The guideline development and framing process should involve stakeholders concerned with health care fields as they have varied experiences which they have gained through working with a different organization's as well as own experience in working with different hospital settings. The stakeholder group or bunch of stakeholders who participated or contributed valuable inputs to the guideline development justifies such national level guideline development. The stakeholder forum was formed in 2008 at three places by NHMRC, which implies their seriousness in developing a nationalized guideline. The recipe was perfect for such guideline development as they include persons from health care settings, health care funders, medical device industries and government and private agencies. The inputs from such an expertise guild can definitely manifest such robust guideline which can meet any international criteria as far as Hand wash is concerned (Rosse, 2002). The developers of such guidelines didn't mention whether they have involved any nursing manager or leaders in their stakeholder forum, as they form the end dispensers as far as the hand was as a hygienic practice is concerned. The guideline was complemented with valuable feedback from such an expertise forum along with feedback on old 2004 guidelines. Thus the guideline developed meets the criteria of stakeholder involvement, which forms an important process (Brouwers M. C., 2010).

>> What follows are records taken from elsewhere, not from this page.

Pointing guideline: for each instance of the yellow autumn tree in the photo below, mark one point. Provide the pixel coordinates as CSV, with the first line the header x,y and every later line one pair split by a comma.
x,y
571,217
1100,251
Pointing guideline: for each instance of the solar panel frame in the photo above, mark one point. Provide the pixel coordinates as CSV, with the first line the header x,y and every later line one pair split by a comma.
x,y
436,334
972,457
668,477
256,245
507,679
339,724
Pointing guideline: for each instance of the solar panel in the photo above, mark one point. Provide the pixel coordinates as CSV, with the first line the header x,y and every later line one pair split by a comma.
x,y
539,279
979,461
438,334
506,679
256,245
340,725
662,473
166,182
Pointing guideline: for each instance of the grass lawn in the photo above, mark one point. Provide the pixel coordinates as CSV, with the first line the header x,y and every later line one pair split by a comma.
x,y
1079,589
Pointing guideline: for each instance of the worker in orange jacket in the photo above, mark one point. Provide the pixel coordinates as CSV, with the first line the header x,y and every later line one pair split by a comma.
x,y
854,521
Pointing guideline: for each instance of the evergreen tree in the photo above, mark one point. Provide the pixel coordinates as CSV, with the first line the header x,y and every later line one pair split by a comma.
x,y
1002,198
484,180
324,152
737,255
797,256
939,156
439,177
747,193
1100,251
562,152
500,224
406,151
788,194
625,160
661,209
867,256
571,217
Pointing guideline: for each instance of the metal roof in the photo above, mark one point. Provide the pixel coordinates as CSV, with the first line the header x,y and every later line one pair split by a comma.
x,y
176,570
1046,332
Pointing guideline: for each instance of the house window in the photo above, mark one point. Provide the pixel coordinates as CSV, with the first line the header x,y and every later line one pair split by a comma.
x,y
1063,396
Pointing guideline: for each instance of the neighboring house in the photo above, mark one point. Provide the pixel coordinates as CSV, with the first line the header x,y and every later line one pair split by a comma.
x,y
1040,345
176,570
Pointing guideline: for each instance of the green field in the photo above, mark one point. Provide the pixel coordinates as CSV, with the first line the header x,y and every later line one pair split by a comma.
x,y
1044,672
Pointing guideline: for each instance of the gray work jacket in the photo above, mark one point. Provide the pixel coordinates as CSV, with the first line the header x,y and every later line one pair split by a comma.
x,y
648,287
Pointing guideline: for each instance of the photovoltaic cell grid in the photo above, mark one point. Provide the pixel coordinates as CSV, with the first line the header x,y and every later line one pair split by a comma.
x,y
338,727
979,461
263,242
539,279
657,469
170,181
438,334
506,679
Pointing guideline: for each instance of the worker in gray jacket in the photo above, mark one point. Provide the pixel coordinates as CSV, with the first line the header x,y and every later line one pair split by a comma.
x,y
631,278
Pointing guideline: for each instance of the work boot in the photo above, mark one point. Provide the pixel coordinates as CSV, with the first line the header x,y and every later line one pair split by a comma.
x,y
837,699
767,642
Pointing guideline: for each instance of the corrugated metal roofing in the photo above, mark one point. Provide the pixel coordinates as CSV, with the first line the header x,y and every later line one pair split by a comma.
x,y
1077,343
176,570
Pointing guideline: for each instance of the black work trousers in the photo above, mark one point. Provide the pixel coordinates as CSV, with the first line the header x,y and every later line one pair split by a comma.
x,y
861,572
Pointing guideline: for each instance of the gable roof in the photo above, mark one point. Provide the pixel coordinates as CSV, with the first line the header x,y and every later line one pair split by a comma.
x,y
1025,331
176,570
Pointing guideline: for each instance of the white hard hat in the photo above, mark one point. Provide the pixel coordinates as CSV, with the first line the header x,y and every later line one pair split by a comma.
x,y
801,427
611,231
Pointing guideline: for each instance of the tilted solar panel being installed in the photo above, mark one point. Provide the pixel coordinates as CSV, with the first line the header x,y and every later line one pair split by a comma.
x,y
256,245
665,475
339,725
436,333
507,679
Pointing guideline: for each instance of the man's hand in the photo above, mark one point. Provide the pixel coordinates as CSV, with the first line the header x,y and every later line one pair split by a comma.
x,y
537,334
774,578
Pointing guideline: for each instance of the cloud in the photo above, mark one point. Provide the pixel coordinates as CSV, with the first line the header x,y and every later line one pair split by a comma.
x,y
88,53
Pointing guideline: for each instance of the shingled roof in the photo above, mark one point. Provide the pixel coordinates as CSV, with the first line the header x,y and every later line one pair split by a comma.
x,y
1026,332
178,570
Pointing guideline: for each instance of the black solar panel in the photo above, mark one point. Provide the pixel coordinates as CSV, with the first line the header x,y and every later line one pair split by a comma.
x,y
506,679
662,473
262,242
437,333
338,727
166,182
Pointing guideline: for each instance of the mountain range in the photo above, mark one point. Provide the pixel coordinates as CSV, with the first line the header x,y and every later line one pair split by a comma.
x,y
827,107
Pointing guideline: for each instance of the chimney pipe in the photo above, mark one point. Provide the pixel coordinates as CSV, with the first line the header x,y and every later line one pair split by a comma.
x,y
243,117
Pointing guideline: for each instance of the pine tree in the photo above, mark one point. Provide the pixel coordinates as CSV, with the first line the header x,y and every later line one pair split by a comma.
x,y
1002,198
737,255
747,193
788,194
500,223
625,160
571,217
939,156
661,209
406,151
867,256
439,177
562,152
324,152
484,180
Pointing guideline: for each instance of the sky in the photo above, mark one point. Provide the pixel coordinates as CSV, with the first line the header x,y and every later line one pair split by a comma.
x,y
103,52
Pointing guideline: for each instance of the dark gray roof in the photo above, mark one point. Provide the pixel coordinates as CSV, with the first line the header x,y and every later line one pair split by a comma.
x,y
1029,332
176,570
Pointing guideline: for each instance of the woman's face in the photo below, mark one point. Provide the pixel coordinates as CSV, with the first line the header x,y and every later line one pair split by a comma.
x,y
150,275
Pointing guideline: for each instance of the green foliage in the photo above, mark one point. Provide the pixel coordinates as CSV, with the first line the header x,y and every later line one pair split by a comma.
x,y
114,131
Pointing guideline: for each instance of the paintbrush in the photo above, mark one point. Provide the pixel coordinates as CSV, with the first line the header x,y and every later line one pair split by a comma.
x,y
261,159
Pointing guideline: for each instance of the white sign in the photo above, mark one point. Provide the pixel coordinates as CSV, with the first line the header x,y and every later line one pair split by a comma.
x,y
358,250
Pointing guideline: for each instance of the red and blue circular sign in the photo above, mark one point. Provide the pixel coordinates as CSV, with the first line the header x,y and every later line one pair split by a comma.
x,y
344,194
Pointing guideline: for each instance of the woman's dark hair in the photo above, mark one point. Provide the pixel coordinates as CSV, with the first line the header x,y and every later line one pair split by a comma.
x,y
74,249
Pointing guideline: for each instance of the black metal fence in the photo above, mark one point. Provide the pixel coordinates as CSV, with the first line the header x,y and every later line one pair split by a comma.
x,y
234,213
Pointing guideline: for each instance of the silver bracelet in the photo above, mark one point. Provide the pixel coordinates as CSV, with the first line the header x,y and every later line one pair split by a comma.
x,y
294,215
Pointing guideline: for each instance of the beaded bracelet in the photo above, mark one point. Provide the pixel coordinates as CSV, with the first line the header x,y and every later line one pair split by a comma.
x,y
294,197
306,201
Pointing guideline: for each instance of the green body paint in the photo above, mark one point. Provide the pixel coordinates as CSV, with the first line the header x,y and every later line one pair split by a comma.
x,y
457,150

Any guideline or regulations which has to be implemented at a nationalized scale or form the base of principles and process for nationwide health care organisation, the robustness and the vigorous process of development can be imagined (Brouwers M. C., 2010). The NHMRC guideline developed especially with regard to Hand wash and hygiene have also been developed based on same robust process. As already mentioned, every guideline requires the scope and purpose to be established first which helps in further process development (development of guidelines and process involved). The first section was focused upon to whom this guideline should be addressed. The first section pointed out the guidelines was meant for clinical staff's, health care professionals and health care administrators in the establishment of the protocols and guidelines for acute care setting, home based health care, rural and community based health care and long term care setting To make these guidelines universal three considerations are made such as transmission of infection process, risk management strategies, and governance procedures for its implementation. The scope is evident from the content under Hand hygiene, which explains scientifically and clinically with proper reference what is hand hygiene, the types of risks involved (NHMRC, 2010). The period when hand hygiene steps should be performed, the product to be used etc. All these sections are well referenced from WHO 2009 guidelines, other internationally acclaimed guidelines and procedures. These contents clearly implies that the guidelines are meant for clinical staff's as well as clinical administrators (Brouwers M. C., 2010).